Some words on impermanence
The thing about repetitive, quotidian behaviour is the seeming sense of permanence, of things always remaining constant. You see this especially as a commuter where you get up at the same time, perform the same actions to get ready, make the same journey to the station, pass the same people, stand in the same place on the platform, sit in the same carriage with the same people, do the same things on the journey, get off at the same platform and pass the same people as you walk to work.
Example: I know as I leave my house around 7:36 I will pass at the intersection a group of four kids, two on scooters, as they head towards school. After twenty seconds, they will go one way and I another. This has been happening for months now. And yet I know, that this glad happy morning – for them – will end and end very abruptly in one, two years never to happen again. And although I may walk the same route, I will never come across this foursome again.

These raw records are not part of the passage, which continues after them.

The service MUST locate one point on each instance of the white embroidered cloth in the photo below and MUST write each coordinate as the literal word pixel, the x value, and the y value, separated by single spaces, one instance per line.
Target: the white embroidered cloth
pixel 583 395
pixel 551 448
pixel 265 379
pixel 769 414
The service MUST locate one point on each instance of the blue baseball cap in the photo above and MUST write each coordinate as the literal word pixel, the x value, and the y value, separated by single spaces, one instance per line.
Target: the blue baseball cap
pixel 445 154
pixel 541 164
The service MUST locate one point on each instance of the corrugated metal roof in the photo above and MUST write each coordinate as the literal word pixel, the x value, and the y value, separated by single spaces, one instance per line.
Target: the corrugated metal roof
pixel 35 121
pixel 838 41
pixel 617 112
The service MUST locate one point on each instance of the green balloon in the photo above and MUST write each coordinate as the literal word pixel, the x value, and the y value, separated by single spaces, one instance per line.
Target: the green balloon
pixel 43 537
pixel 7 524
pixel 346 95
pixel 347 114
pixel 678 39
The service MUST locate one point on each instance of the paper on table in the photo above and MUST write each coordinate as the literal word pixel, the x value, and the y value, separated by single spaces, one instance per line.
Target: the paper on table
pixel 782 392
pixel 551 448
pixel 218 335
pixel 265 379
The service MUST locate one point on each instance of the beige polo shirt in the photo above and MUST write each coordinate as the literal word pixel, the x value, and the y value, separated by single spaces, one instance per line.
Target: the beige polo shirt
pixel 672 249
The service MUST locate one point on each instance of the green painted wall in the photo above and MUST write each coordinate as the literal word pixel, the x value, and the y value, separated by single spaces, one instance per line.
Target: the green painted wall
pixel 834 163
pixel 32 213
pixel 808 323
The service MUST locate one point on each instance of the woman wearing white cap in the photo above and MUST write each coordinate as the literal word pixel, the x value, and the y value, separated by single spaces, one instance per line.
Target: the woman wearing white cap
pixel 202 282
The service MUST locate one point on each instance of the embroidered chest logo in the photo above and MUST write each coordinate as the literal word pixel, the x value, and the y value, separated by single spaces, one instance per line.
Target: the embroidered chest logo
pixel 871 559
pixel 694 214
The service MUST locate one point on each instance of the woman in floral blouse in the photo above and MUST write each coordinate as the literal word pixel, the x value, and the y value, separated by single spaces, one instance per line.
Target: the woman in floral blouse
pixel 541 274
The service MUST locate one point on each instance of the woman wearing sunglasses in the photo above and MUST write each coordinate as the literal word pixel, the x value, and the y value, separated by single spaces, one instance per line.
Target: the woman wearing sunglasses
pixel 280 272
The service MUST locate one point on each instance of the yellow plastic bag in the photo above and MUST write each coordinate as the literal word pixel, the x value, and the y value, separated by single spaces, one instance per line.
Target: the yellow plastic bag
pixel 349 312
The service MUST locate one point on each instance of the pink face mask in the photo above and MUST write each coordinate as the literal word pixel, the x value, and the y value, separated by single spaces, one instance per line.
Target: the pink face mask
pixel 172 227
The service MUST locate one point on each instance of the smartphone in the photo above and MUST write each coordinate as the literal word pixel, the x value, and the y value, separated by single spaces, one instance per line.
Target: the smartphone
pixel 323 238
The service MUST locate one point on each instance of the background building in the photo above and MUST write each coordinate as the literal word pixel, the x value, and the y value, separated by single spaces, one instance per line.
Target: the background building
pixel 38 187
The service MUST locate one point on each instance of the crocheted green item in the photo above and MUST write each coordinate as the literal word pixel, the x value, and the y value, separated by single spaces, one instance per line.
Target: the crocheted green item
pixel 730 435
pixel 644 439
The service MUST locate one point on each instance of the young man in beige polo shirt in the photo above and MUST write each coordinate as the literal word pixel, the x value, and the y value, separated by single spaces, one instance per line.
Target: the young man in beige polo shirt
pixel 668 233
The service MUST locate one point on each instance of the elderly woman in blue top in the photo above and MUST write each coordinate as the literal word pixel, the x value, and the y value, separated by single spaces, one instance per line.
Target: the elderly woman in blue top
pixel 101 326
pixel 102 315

How many groups of happy, singing, shouting children have I passed in a work career going all the way back to pre-history? Thousands. Maybe I sit amongst them as I write this on my commuter train. Maybe some achieved their youthful dreams they carelessly chatted about on those mornings when they crossed my path. And maybe some didn’t. Maybe most didn’t.
So, it’s with sadness that I see school kids on my commute every day. It reminds me how very temporary everything is, even things that seem forever permanent. So very quickly it all ends and then never happens again. Like friendships. Or your children at various ages (Slipping Through My Fingers describes this perfectly).
I’ve also mentioned this in the past in relation to buildings. How the sense of permanence hides, in fact, a constantly changing landscape and bit by bit, brick and mortar, things set in stone crumble like the happy group of school children or the person next to you on the station, who you smile at for ten years and then, suddenly, is gone.
Impermanence.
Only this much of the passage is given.